For example, here's a dull NYT op-ed on the recent Puerto Rican statehood plebiscite by a New York literary agent named who was born and raised in North Carolina. He doesn't even have much of an opinion on the subject. What he does have is an identity: Puerto Rican.
He's Puerto Rican in that modern sense, like the way Obama is black, only nobody can even notice by looking at this Tarheel.
By DAVID ROYSTON PATTERSON
ONE of the little-noticed results of the Nov. 6 elections was a plebiscite held in Puerto Rico on the island’s relationship with the United States. The outcome was murky, much like the last century’s worth of political history between Washington and San Juan, and the mainland’s confused or disinterested attitude toward Puerto Rico that abetted it. ...
Despite what my name suggests, I am Puerto Rican. I grew up with a mother from the island and a Scots-Irish father in a small town in rural North Carolina, at a time when there were so few Hispanics in the area that my mom liked to go to a Mexican restaurant just to speak some Spanish.
Wouldn't that suggest he is as as Scots-Irish by nature as he is Puerto Rican? And a lot more Scots-Irish by nurture? So, why not say you are both?
Of course, a lot of privileges come with identifying as a Puerto Rican that don't come with identifying as a Scots-Irishman.
That was 20-odd years ago. The local Latino population has grown so much since then that my mom, who retired two years ago, was able to work for a decade as a translator for the local school system.
I was used to being “discovered” as Puerto Rican. Sometimes when this happened, I’d be called upon to explain things. In fourth grade, that meant being assigned to give the class — half black kids, and half white kids — a show-and-tell presentation on Puerto Rico and its strange status as a self-ruling commonwealth, with its own governor and legislature, the American president as its head of state, but whose residents lack a vote in national presidential elections or voting representation in Congress despite being American citizens.
I was asked, “Do you eat a lot of tacos?” The answer, “Probably not any more than you do.” I was also asked, by one of the two dark-haired girls that I had a crush on, this one a doctor’s daughter, “Why don’t we just sell it?”

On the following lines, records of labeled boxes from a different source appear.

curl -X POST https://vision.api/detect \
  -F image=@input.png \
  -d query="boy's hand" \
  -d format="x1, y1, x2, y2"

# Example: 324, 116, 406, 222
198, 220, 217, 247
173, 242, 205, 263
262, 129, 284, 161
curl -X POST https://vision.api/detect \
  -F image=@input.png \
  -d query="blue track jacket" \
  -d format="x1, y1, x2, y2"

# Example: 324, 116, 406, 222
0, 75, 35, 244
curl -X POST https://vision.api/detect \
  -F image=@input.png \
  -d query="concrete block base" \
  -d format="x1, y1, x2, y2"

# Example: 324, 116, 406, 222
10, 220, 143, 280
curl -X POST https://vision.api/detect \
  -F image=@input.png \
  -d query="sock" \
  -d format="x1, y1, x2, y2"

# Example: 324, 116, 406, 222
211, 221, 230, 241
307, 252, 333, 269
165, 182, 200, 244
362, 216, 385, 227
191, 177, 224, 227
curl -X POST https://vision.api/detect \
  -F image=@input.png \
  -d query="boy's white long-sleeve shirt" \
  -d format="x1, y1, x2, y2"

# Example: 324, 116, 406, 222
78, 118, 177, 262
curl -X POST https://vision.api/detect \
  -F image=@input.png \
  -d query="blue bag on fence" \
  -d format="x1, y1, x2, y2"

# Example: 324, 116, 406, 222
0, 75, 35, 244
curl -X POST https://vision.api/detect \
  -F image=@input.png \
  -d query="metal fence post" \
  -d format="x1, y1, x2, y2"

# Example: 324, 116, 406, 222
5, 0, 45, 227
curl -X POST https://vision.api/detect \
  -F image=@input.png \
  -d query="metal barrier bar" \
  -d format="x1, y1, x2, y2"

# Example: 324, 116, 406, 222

Even fourth graders can be left speechless. It later occurred to me that I should have answered: “You can’t just sell it. It’s not your beach house!”
If Puerto Rico were our beach house, we’d pay more attention to it.

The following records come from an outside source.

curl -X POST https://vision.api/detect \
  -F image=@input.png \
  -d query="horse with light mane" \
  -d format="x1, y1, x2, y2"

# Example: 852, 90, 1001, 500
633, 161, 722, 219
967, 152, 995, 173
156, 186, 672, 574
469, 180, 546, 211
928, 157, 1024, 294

And pay more attention to me. Did I mention I'm Puerto Rican?
(But did I also imply that I'm the kind of Puerto Rican whose clan has beach houses? It's so hard to get the balance just right.)

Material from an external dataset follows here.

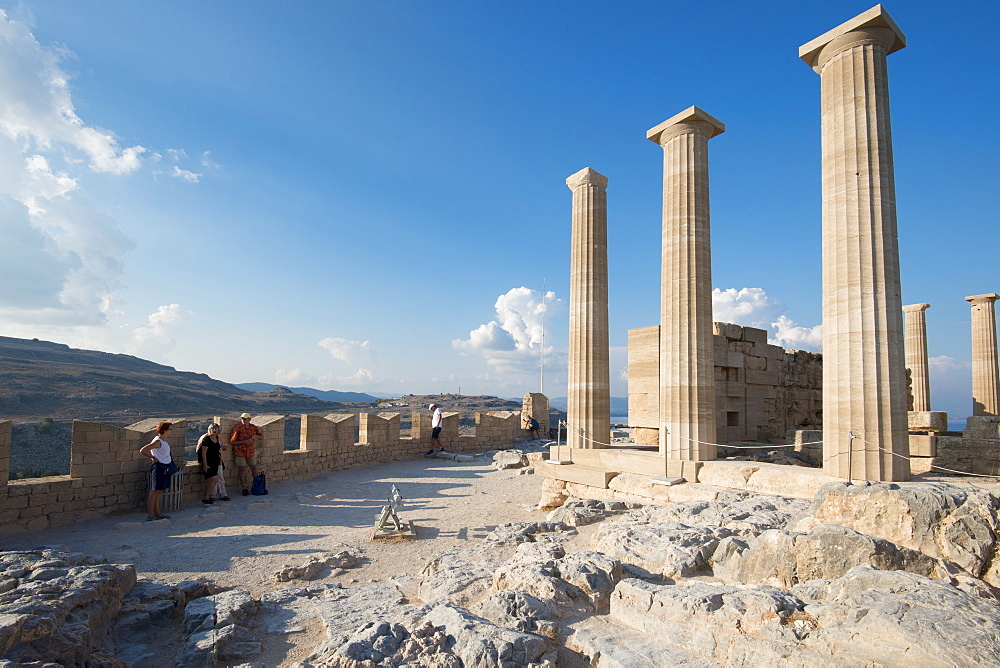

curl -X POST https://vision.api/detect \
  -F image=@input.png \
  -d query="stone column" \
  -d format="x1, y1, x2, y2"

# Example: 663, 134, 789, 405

It has long been conventional wisdom among many Puerto Ricans that the status quo will hold because neither of the American national parties has decided that converting the island into a state would benefit them politically.
Paired with this is the conventional wisdom that the Republican Party doesn’t actually want nearly four million more Hispanic voters, and their corresponding electoral votes, at play in national elections. (Both Mitt Romney and Rick Santorum did pronounce themselves pro-statehood when courting votes — and fund-raising dollars — on the island during last year’s Republican primaries.)
When Spain granted Puerto Rico to the United States in 1898, President William McKinley initiated a project that he defined as “benevolent assimilation” on an island filled with people who already had a strong identity of their own and who, of course, primarily spoke Spanish.
Some of the same people who had resisted rule by Spain, and who had even achieved an extremely brief autonomy — nine months — for the island before the American Navy’s arrival, continued to resist rule by the United States.